Although this study provides relevant findings, it is important to call attention to its limitations. First, the disproportionate sizes of the groups may have caused potential differences to lose statistical significance. Additionally, the need to exclude individuals who napped or studied during data collection could have created a condition that is not fully consistent with the reality of shift workers, especially younger workers, but the procedure was necessary to normalize the sample in this study. Another limitation of this protocol was that the results presented in this study cannot be extrapolated to females, children or the elderly.

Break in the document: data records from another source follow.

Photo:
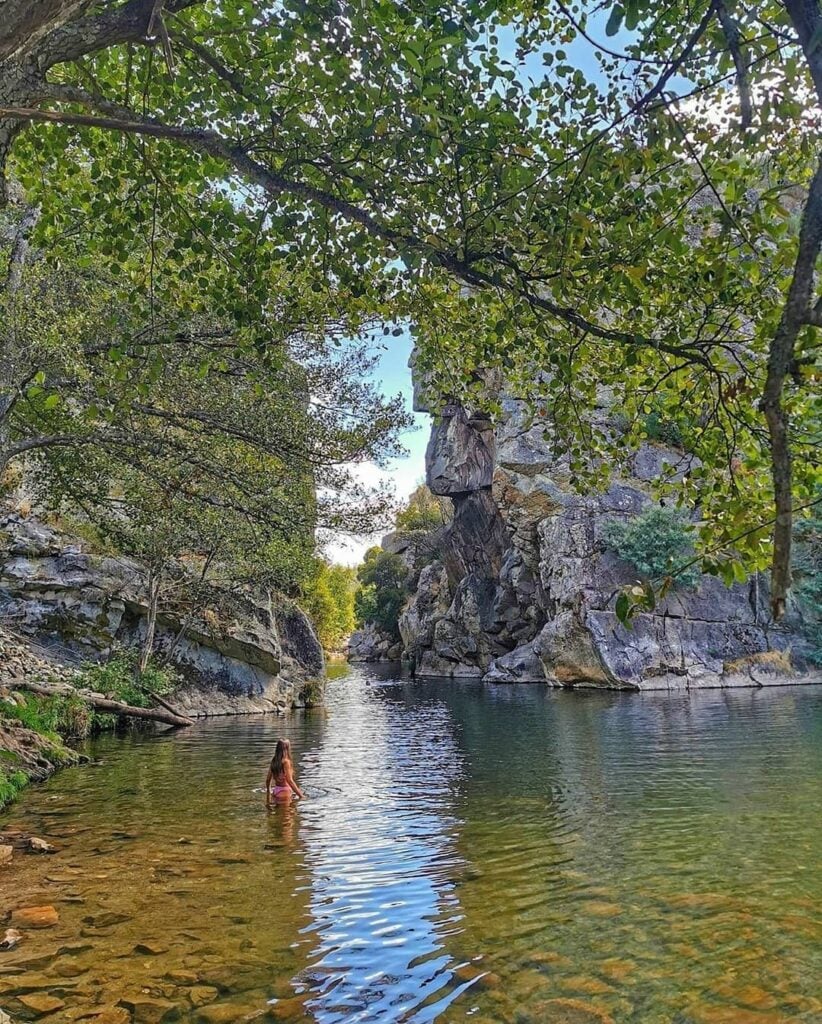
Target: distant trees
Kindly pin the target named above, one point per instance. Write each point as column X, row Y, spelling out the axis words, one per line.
column 385, row 577
column 646, row 225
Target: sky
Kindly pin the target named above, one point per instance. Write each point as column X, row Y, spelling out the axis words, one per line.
column 392, row 375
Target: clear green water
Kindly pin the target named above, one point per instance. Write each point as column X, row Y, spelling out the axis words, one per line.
column 508, row 854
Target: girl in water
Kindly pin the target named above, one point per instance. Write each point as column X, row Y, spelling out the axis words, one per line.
column 279, row 782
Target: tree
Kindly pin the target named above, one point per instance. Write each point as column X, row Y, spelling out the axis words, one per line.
column 328, row 596
column 423, row 512
column 383, row 577
column 572, row 207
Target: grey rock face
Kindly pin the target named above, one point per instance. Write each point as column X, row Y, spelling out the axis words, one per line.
column 371, row 644
column 240, row 646
column 524, row 586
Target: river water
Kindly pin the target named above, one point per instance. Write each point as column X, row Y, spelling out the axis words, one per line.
column 511, row 854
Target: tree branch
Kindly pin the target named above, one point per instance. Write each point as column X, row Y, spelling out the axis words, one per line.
column 733, row 38
column 796, row 313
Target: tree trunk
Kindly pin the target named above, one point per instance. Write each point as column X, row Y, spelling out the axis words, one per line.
column 101, row 702
column 150, row 622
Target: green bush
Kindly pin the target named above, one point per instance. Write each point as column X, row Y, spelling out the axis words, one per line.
column 10, row 784
column 655, row 543
column 423, row 513
column 328, row 598
column 384, row 590
column 53, row 717
column 118, row 678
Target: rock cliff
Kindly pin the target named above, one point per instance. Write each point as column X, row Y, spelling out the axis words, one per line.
column 524, row 585
column 239, row 653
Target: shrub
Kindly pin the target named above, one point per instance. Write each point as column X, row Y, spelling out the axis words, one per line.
column 655, row 543
column 53, row 717
column 384, row 590
column 423, row 513
column 328, row 598
column 118, row 678
column 659, row 428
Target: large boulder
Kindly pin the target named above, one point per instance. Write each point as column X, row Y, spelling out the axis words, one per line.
column 241, row 646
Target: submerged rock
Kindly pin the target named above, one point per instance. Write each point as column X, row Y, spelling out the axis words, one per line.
column 35, row 916
column 41, row 1004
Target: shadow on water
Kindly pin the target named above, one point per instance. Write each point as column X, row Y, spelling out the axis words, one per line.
column 508, row 854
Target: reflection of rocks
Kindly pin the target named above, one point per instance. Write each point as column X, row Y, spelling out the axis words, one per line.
column 35, row 916
column 249, row 648
column 523, row 586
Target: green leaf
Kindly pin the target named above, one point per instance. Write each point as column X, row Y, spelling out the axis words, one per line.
column 614, row 20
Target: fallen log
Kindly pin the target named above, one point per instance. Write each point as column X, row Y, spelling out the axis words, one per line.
column 102, row 702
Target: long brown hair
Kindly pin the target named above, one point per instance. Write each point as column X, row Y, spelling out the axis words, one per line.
column 282, row 755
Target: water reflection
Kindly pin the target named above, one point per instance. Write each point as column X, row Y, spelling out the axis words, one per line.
column 501, row 854
column 383, row 859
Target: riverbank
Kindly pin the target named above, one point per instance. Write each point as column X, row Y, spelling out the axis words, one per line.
column 29, row 750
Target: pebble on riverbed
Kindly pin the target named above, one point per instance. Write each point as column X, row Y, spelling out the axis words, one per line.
column 35, row 916
column 9, row 940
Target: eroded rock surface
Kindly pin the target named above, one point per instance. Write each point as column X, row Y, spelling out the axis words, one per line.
column 523, row 587
column 250, row 651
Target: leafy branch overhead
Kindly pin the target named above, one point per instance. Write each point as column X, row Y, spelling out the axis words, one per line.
column 643, row 228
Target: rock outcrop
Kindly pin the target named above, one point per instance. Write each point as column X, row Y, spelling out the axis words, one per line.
column 524, row 585
column 238, row 653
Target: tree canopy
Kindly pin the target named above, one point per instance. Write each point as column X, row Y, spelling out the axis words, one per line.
column 642, row 222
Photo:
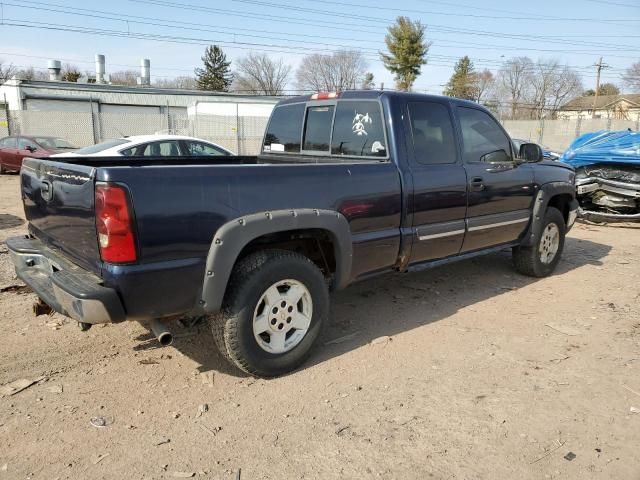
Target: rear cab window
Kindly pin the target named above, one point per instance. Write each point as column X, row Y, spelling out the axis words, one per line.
column 482, row 138
column 9, row 142
column 340, row 129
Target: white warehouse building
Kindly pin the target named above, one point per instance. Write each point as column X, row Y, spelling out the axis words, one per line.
column 87, row 113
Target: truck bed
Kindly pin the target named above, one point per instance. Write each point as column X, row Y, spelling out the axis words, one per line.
column 178, row 208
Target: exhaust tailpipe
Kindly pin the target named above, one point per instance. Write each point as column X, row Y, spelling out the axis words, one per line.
column 162, row 333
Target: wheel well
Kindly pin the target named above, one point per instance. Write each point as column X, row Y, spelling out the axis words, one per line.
column 315, row 244
column 562, row 202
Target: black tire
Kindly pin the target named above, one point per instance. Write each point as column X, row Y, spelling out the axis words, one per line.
column 527, row 259
column 233, row 328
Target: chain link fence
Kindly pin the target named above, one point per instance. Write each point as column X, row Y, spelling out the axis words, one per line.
column 243, row 134
column 4, row 121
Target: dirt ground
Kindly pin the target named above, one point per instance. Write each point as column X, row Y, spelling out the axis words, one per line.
column 468, row 371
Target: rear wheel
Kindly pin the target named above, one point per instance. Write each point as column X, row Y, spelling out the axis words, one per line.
column 541, row 259
column 275, row 307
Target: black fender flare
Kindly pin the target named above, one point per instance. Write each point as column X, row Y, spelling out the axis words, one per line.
column 233, row 236
column 543, row 197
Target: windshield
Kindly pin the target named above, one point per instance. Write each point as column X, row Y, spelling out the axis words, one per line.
column 52, row 142
column 102, row 146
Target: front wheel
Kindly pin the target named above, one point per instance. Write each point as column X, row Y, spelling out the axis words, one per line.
column 541, row 259
column 275, row 307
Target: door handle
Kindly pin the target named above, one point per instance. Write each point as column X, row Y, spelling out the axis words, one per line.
column 476, row 184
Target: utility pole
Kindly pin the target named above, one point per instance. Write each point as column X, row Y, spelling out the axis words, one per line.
column 599, row 66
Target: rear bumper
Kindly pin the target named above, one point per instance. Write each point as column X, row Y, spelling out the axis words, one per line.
column 64, row 286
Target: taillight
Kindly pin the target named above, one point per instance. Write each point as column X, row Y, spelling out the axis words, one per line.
column 114, row 224
column 325, row 95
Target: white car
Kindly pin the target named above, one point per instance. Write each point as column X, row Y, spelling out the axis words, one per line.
column 150, row 146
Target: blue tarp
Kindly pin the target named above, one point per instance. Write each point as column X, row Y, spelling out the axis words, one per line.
column 621, row 147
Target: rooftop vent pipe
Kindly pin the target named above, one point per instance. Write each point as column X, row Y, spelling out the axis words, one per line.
column 100, row 68
column 54, row 67
column 145, row 72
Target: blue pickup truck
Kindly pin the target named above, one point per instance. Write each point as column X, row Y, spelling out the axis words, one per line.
column 346, row 186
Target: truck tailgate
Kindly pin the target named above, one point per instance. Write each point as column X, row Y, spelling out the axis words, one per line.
column 59, row 205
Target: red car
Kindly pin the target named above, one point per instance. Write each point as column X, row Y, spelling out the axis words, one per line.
column 14, row 149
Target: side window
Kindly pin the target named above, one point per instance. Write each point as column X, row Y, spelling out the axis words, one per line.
column 285, row 129
column 159, row 149
column 317, row 130
column 432, row 131
column 483, row 139
column 199, row 149
column 358, row 130
column 24, row 143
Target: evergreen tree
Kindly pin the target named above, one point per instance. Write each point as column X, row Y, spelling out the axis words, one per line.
column 216, row 74
column 367, row 81
column 462, row 83
column 407, row 51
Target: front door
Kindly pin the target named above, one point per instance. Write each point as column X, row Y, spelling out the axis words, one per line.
column 500, row 189
column 439, row 200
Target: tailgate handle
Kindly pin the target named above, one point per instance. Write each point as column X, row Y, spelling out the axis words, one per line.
column 46, row 191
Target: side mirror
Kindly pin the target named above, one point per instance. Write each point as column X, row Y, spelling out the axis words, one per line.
column 531, row 152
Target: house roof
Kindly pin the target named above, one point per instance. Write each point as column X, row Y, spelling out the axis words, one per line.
column 603, row 101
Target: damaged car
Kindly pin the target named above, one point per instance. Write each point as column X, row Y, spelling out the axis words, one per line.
column 607, row 168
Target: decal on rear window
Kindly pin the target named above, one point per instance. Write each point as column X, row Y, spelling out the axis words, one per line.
column 358, row 123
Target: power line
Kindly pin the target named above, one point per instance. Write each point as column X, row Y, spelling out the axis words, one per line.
column 437, row 60
column 333, row 24
column 599, row 66
column 614, row 3
column 167, row 23
column 431, row 12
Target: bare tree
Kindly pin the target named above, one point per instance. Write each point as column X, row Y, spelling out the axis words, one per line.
column 631, row 77
column 368, row 82
column 484, row 85
column 124, row 77
column 259, row 74
column 514, row 79
column 552, row 85
column 342, row 70
column 566, row 85
column 7, row 70
column 181, row 82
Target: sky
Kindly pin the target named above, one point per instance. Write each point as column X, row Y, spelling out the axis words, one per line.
column 174, row 33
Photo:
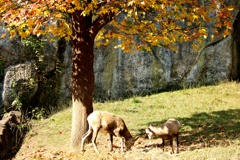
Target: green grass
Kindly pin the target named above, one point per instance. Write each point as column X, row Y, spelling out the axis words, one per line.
column 209, row 115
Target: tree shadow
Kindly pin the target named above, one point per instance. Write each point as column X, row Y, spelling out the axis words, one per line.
column 217, row 128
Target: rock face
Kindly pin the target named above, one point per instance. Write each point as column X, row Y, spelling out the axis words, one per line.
column 44, row 79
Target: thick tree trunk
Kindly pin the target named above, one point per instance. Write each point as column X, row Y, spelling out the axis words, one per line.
column 82, row 76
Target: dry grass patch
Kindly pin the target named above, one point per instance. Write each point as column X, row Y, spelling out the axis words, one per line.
column 210, row 118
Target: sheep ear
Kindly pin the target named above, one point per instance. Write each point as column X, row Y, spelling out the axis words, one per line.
column 135, row 138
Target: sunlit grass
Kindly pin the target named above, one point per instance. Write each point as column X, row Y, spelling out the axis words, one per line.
column 210, row 118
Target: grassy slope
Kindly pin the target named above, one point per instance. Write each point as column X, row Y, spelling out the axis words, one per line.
column 210, row 118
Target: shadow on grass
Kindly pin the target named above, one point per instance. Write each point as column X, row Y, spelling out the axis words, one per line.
column 209, row 129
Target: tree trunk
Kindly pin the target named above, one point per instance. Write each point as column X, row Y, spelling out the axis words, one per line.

The evening type workers in this sample did not show better rates of fatigue before or after a work shift or better performance on the PVT when evaluated for a rotary work schedule. Thus, in the specific population studied, the results suggest that even during the night period, evening types showed worse scores related to the sleep and quality of life compared to the morning type individuals.

This work was supported by grants from the Universidade Federal de São Paulo, Associação Fundo de Incentivo à Pesquisa, FAPESP (CEPID No. 98/14303-3 to S.T.), Centro Multidisciplinar em Sonolência e Acidentes (CEMSA), Conselho Nacional de Desenvolvimento Científico e Tecnológico (CNPq) and Centro de Estudo em Psicobiologia e Exercício (CEPE).